Jumat, 21 Februari 2025

Hukum Taqlid dalam Bidang Aqidah

 

Sesungguhnya aqidah Islamiyah dibangun atas dalil-dalil ‘aqliyah yang bersifat yakin dan benar dan hukum-hukum syariah dibangun di atas aqidah ini. Keimanan merupakan kolaborasi antara akal sehat yang berdasar dari kemampuan akal untuk menganalisis sesuatu yang terjadi. Sehingga Ibnu al-Arabi (ulama besar dari kalangan mazhab Maliki, bukan Ibnu ‘Arabi ulama sufi pengarang kitab Futuhaat al-Makkiyah) mengatakan,

ان من لم يعلم الله تعالى كيف يعلم ان الخبر خبره فثبت ان طريقه النظر

Sesungguhnya orang-orang yang belum mengenal Allah Ta’ala bagaimana mungkin mengetahui suatu khabar adalah khabar dari Allah Ta’ala. Karena itu, tetaplah bahwa jalan mengenal Allah adalah nadhar (‘aqliyah). (Hasyiah al-Dusuqi ‘ala Umm al-Baraahin: 60)

 

Berdasarkan pemahaman ini, maka kajian tentang ketidakbolehan taqlid dalam bidang aqidah menjadi sangat penting. Para ulama tempo dulu sudah banyak menoreh tintanya membahas panjang lebar dengan argumentasinya masing-masing dalam mensikapi masalah taqlid dalam bidang aqidah.

Pengertian taqlid dalam bidang akidah

Taqlid dalam masalah aqidah adalah mengikuti orang lain pada apa yang diyakini tanpa mengetahui dalil yang digunakan. Imam al-Hudhudy mendevinisikan taqlid dalam bidang aqidah sebagai berikut:

والتقليد ان تتبع غيرك في قوله او اعتقاده دون ان تعرف دليله

Taqlid adalah mengikuti selainmu pada perkataannya atau i’tiqadnya tanpa kamu mengenal dalilnya.

 

Selanjut Imam al-Hudhudiy menjelaskan apabila kamu mengetahui dalilnya, maka kamu termasuk ‘arif (yang mengenal), bukan muqallid (orang yang bertaqlid). (Hasyiah al-Syarqawi ‘ala al-Hudhudy: 41-42).

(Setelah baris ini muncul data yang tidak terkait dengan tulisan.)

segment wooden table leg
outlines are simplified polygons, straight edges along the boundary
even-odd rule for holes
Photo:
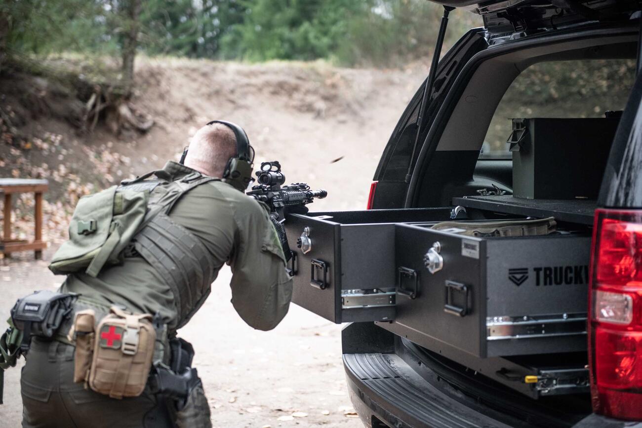
[[[3,240],[5,241],[11,239],[11,193],[4,194],[4,219],[3,224]],[[11,253],[4,253],[8,257]]]
[[[35,193],[35,212],[34,213],[35,219],[35,240],[40,241],[42,240],[42,193],[36,192]],[[42,250],[36,250],[34,252],[36,260],[42,258]]]

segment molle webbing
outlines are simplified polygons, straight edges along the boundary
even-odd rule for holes
[[[205,246],[165,214],[152,218],[134,238],[134,248],[166,278],[180,325],[198,309],[213,276]]]

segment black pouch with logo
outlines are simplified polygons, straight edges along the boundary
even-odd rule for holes
[[[42,290],[18,299],[11,310],[13,325],[22,332],[21,350],[29,350],[31,336],[51,339],[69,317],[78,295]]]

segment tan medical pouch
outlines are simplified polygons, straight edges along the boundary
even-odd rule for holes
[[[89,368],[94,355],[94,341],[96,334],[96,312],[93,309],[85,309],[76,312],[74,323],[67,338],[76,343],[74,355],[74,382],[87,382]]]
[[[156,332],[149,314],[128,314],[112,306],[96,329],[89,384],[113,398],[137,397],[152,368]]]

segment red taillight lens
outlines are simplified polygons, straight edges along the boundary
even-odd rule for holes
[[[593,409],[642,419],[642,210],[597,210],[589,337]]]
[[[377,183],[379,182],[372,182],[372,184],[370,185],[370,194],[368,195],[368,206],[366,207],[367,210],[372,209],[372,204],[374,203],[374,192],[377,190]]]

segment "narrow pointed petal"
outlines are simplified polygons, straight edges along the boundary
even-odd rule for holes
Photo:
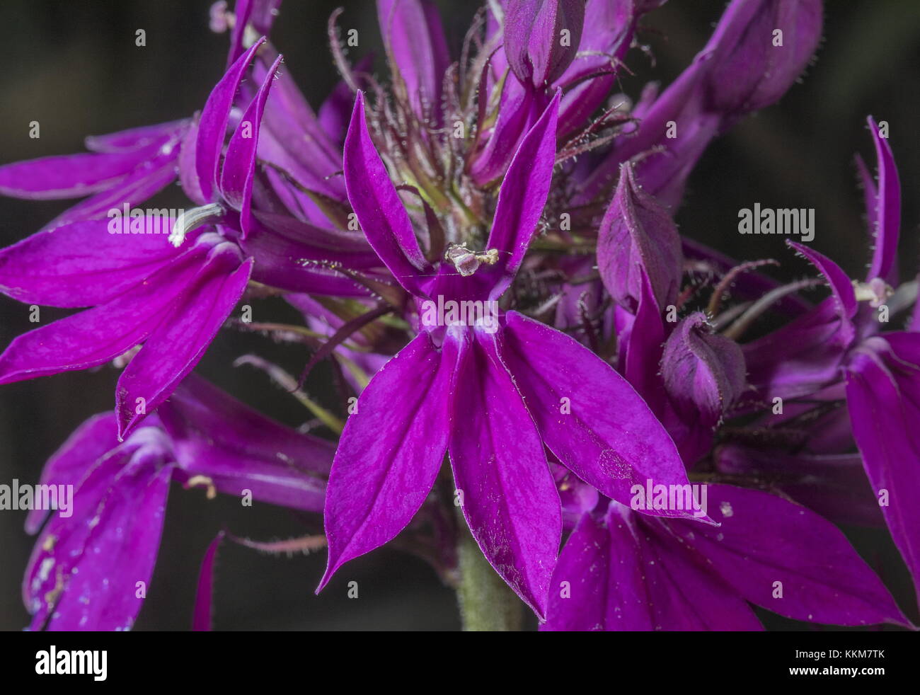
[[[674,443],[649,406],[573,338],[511,311],[502,355],[543,441],[582,481],[627,505],[635,484],[687,484]]]
[[[172,219],[160,221],[163,234],[110,234],[109,222],[75,222],[0,249],[0,292],[26,304],[93,307],[180,253],[167,240]]]
[[[179,300],[180,310],[166,317],[119,377],[115,399],[119,436],[169,397],[198,364],[242,296],[252,260],[240,264],[235,249],[215,247],[211,254],[199,280]]]
[[[477,334],[462,351],[450,440],[461,510],[495,571],[545,619],[562,533],[556,484],[495,338]]]
[[[129,152],[62,155],[0,167],[0,195],[44,201],[81,198],[119,182],[159,149],[154,143]]]
[[[683,264],[680,235],[671,215],[636,182],[632,165],[623,165],[598,231],[597,266],[604,286],[615,301],[632,310],[645,275],[663,310],[680,290]]]
[[[236,59],[212,90],[201,110],[201,117],[198,122],[198,142],[195,145],[195,170],[198,172],[201,195],[209,203],[216,200],[216,191],[220,188],[220,156],[224,149],[227,122],[230,120],[230,109],[252,57],[264,41],[264,38],[259,39]]]
[[[653,629],[652,607],[643,581],[641,542],[626,519],[586,514],[566,541],[553,573],[546,622],[551,631]]]
[[[192,631],[195,632],[210,632],[213,624],[214,562],[224,536],[224,531],[221,531],[214,537],[201,559],[198,588],[195,589],[195,613],[191,622]]]
[[[584,0],[509,0],[504,49],[522,83],[556,81],[575,58],[584,23]]]
[[[110,210],[122,211],[127,205],[130,211],[135,204],[139,205],[149,200],[175,180],[176,153],[171,151],[167,155],[144,162],[110,189],[102,191],[80,201],[73,207],[67,208],[45,225],[42,229],[53,229],[73,222],[100,219],[107,216],[111,219]]]
[[[199,257],[190,249],[110,302],[18,336],[0,354],[0,383],[86,369],[142,342],[194,280]]]
[[[546,204],[556,163],[556,123],[559,92],[523,139],[508,168],[495,206],[487,249],[497,249],[499,262],[480,271],[494,278],[491,298],[500,296],[517,272]]]
[[[872,491],[920,597],[920,334],[869,342],[846,366],[846,405]]]
[[[759,631],[747,602],[669,542],[653,519],[611,504],[582,517],[553,574],[554,631]],[[560,585],[568,582],[568,597]]]
[[[909,624],[846,537],[814,512],[730,485],[709,485],[708,505],[720,527],[667,524],[699,562],[752,603],[811,622]]]
[[[853,283],[849,275],[841,270],[840,266],[834,263],[827,256],[818,253],[813,249],[799,244],[795,241],[787,241],[792,249],[795,249],[804,258],[808,259],[818,272],[824,276],[831,286],[831,293],[834,296],[834,306],[842,319],[850,319],[857,314],[858,306],[857,304],[856,294],[853,291]]]
[[[891,145],[888,138],[881,137],[875,120],[868,117],[868,127],[875,142],[875,154],[879,162],[879,185],[875,187],[875,200],[867,210],[873,237],[874,251],[867,280],[880,277],[891,279],[897,271],[898,237],[901,227],[901,181],[894,164]]]
[[[41,471],[41,485],[75,485],[93,462],[118,446],[115,414],[100,413],[89,418],[74,431],[54,452]],[[26,517],[26,533],[41,528],[47,509],[32,509]]]
[[[377,16],[391,70],[413,112],[421,122],[429,116],[439,122],[450,53],[437,7],[431,0],[377,0]]]
[[[170,121],[167,123],[142,125],[105,135],[87,135],[84,144],[92,152],[130,152],[154,143],[161,143],[182,133],[189,126],[189,119]]]
[[[408,214],[377,154],[364,117],[364,96],[358,92],[345,138],[345,187],[368,242],[397,281],[414,294],[431,266],[419,246]]]
[[[744,354],[712,332],[702,312],[682,320],[664,344],[661,376],[678,412],[713,427],[744,388]]]
[[[139,433],[141,434],[141,433]],[[129,630],[150,585],[172,469],[154,441],[99,459],[39,537],[23,585],[32,630]]]
[[[176,461],[189,478],[203,476],[221,492],[321,512],[335,446],[302,434],[204,379],[189,375],[160,406]]]
[[[822,20],[821,0],[733,0],[704,49],[715,58],[711,108],[743,114],[779,99],[814,53]]]
[[[321,590],[349,560],[392,540],[425,501],[451,429],[456,361],[420,334],[374,375],[349,416],[326,496],[329,558]]]
[[[240,228],[246,238],[252,227],[252,183],[256,176],[256,148],[259,143],[259,129],[262,122],[262,111],[269,98],[269,89],[275,73],[281,64],[279,55],[269,69],[252,102],[243,113],[236,130],[230,138],[224,168],[221,171],[221,193],[235,210],[240,211]]]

Berikut ini beberapa catatan berkenaan devinisi taqlid di atas yang berkaitan dengan akidah,  yang dipahami dari penjelasan Imam al-Syarqawi:

1.   Devinisi ini tidak mencakup mengikuti perkataan Nabi SAW pada hukum furu’iyah. Demikian juga tidak mencakup mengikuti dalil sama’i pada ‘aqaid-‘aqaid dimana dalilnya adalah sama’i (naqli), yaitu ‘aqaid yang tidak tergantung dalalah mu’jizat atas kebenaran seorang Rasul seperti sifat sama’, bashar, kalam dan lawazim-lawazimnya. Demikian juga ‘aqaid lainnya yang dalilnya adalah sama’i seperti hasyar dan nasyar di padang mahsyar kelak. Kedua katagori ini tidak termasuk taqlid. Karena tidak diragukan bahwa perkataan, perbuatan dan taqrir Nabi SAW merupakan dalil itu sendiri.(catatan: yang dimaksud perkataan Nabi SAW di sini mencakup ayat al-Qur’an, karena meskipun pada hakikatnya ayat al-Qur’an diyakini sebagai kalam Allah, akan tetapi muncul dari ucapan nabi SAW).

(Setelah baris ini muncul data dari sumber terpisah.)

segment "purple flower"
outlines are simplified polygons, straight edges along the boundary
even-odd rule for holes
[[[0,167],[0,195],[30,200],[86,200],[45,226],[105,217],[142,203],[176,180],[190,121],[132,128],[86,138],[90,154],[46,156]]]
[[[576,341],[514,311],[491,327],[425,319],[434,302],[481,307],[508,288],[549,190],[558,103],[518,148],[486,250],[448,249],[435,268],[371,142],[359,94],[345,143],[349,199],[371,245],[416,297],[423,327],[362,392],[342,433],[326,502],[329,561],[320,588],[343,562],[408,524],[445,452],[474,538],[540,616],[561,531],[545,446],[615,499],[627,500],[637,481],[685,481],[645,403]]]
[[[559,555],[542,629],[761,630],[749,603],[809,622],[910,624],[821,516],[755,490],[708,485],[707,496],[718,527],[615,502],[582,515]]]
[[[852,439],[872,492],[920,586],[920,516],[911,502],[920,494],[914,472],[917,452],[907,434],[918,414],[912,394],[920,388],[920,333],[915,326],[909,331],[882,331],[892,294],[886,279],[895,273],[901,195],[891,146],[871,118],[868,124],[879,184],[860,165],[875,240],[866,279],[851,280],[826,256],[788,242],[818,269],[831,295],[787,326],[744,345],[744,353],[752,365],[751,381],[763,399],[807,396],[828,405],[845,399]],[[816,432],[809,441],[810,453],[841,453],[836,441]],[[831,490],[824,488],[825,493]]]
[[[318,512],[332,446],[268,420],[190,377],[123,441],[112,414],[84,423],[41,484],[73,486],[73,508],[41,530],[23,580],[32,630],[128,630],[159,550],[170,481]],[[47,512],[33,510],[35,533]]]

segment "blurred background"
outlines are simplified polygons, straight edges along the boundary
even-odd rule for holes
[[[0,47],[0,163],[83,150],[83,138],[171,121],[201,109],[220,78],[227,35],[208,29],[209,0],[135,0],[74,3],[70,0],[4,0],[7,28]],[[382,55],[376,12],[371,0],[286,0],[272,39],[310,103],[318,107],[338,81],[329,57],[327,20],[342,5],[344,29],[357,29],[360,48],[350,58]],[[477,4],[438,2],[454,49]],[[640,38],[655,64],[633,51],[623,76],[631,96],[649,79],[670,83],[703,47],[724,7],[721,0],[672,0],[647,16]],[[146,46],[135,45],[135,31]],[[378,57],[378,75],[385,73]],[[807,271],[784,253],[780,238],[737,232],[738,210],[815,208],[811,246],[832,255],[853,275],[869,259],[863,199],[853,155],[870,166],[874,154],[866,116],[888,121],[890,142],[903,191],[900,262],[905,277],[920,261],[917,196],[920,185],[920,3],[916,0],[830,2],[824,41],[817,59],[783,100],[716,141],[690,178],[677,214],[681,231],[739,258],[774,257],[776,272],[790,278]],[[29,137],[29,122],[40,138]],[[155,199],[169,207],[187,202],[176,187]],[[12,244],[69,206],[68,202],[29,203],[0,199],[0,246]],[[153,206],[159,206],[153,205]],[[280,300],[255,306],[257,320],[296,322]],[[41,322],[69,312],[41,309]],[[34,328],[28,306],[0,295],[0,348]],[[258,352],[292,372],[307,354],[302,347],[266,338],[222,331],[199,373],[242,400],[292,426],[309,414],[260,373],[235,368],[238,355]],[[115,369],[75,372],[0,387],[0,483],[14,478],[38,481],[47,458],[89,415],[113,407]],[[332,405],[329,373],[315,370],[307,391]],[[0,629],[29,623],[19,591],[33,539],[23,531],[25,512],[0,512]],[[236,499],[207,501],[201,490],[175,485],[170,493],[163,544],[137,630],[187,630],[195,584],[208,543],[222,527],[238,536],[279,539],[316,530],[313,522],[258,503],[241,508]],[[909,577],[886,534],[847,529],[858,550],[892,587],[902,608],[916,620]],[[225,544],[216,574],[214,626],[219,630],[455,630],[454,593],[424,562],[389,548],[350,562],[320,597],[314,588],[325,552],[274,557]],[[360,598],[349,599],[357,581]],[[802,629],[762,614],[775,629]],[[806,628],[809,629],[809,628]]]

2.   ‘Aqaid-‘aqaid dimana dalilnya adalah dalil ‘aqli, yaitu sifat-sifat yang tergantung dalalah mu’jizat atas kebenaran seorang Rasul seperti sifat qudrah dan iradah Allah Ta’ala, jika mengikuti perkataan Nabi SAW pada masalah ini setelah membenarkan bahwa seseorang tersebut benar adanya sebagai seorang Rasul, maka mengikuti tersebut tidak dinamakan taqlid. Karena tidak ada Rasul kecuali seseorang yang muncul mu’jizat pada tangannnya. Sementara itu, tidak mungkin ada mu’jizat kecuali datang dari Tuhan yang bersifat dengan sifat seperti qudrah dan iradah. Maka membenarkan risalah seorang Rasul, itu berarti muncul setelah membenarkan sifat-sifat seperti iradah dan qudrah. Karena itu, dalam kasus ini yang menjadi pegangan dalam menetapkan sifat-sifat Allah seperti iradah dan qudrah adalah dalil ‘aqli. Adapun perkataan, perbuatan dan taqrir Nabi SAW hanya penguatnya saja.

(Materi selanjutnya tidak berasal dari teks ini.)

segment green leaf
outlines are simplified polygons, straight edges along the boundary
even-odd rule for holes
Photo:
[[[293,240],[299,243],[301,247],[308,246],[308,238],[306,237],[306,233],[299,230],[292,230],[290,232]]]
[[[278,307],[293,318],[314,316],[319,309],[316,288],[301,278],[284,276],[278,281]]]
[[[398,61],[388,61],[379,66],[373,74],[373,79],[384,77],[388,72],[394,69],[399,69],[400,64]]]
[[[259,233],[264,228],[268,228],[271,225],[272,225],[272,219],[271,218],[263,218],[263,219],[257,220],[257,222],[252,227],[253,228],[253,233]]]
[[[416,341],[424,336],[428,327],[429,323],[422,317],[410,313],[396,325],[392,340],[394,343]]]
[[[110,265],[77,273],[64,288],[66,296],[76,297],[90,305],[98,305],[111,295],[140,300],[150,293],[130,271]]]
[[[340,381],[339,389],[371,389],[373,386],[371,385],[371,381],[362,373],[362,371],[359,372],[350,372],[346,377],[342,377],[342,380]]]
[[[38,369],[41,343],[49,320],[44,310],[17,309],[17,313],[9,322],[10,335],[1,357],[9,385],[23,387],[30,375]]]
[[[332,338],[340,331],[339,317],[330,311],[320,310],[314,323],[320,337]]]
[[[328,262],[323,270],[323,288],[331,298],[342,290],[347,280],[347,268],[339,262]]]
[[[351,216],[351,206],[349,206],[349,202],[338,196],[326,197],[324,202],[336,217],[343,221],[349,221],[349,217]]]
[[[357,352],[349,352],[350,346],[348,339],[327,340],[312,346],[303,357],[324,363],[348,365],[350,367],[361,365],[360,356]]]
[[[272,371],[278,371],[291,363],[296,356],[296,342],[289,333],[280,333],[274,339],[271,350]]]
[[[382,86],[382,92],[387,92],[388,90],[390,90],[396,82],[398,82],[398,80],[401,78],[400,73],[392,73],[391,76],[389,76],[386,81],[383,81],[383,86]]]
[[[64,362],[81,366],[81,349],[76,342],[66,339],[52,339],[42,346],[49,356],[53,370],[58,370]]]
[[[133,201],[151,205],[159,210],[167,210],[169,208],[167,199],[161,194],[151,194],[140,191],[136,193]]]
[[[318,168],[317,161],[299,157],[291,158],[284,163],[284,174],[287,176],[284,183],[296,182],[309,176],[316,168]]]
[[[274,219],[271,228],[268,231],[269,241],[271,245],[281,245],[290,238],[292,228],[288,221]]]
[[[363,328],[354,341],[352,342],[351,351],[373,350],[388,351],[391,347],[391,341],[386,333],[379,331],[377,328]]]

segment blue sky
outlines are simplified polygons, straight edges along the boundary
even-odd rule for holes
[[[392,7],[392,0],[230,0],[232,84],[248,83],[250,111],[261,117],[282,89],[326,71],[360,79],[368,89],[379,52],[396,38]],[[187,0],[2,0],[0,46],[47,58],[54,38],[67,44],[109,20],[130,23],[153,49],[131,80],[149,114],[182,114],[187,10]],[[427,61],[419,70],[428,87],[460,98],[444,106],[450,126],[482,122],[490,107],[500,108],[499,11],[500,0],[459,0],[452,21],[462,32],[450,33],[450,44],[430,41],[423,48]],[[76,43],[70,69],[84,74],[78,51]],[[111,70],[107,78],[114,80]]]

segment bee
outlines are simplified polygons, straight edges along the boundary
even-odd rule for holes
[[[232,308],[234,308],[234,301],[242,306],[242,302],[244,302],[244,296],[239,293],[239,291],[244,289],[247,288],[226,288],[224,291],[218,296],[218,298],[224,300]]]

3.   Adapun orang yang belum membenarkan perkataan Nabi SAW dalam kasus sebagaimana  pada point ke-2 di atas, sedangkan perkataan Nabi SAW baginya hanya seperti perkataan seorang manusia biasa, maka mengikuti perkataan Nabi SAW baginya adalah taqlid.

4.   Taqlid pada dalil sama dengan taqlid pada madlul (yang ditunjuki oleh dalil, yaitu sifat-sifat Allah Ta’ala dan lainnya), sebagaimana dalil wahdaniat Allah Ta’ala, yakni seandainya ada tuhan selain Allah, tentunya tuhan lebih dari satu, maka dapat dipastikan langit dan bumi ini akan hancur binasa. Jika seseorang tidak mengerti bahwa langit dan bumi ini akan hancur binasa, tapi dia hanya mengikuti perkataan orang lain dalam berdalil, maka statusnya adalah muqallid. Contoh lain, dalil bagi alam ini ada pencipta, yakni alam ini baharu dan setiap yang baharu pasti ada penciptanya. Jika seseorang tidak mengetahui bahwa alam ini baharu, tapi dia hanya mengikuti perkataan orang lain dalam berdalil, maka statusnya adalah muqallid. Maka taqlid pada dalil tercela sebagaimana taqlid pada madlul.

5.   Dihukum tercela taqlid pada dalil, tidak berarti mengambil atau mengikuti metode pendalilian dari ulama-ulama, kemudian setuju dengan metode tersebut dihukum sebagai taqlid sebagaimana dalam kasus ru’yatul hilal dimana berkumpul sekelompok manusia dalam rangka berusaha melihat hilal. Ada satu orang yang sudah duluan melihat hilal, lalu dia memberi petunjuk kepada orang lain dengan memperlihatkan tanda-tandanya seperti putih-putih di sekeliling hilal. Maka dalam kasus ini;

a.   Barangsiapa yang hanya melihat tanda-tandanya dan tidak melihat hilal, tetapi dia hanya mengikuti saja perkataan orang yang telah melihat sebelumnya, maka dia muqallid.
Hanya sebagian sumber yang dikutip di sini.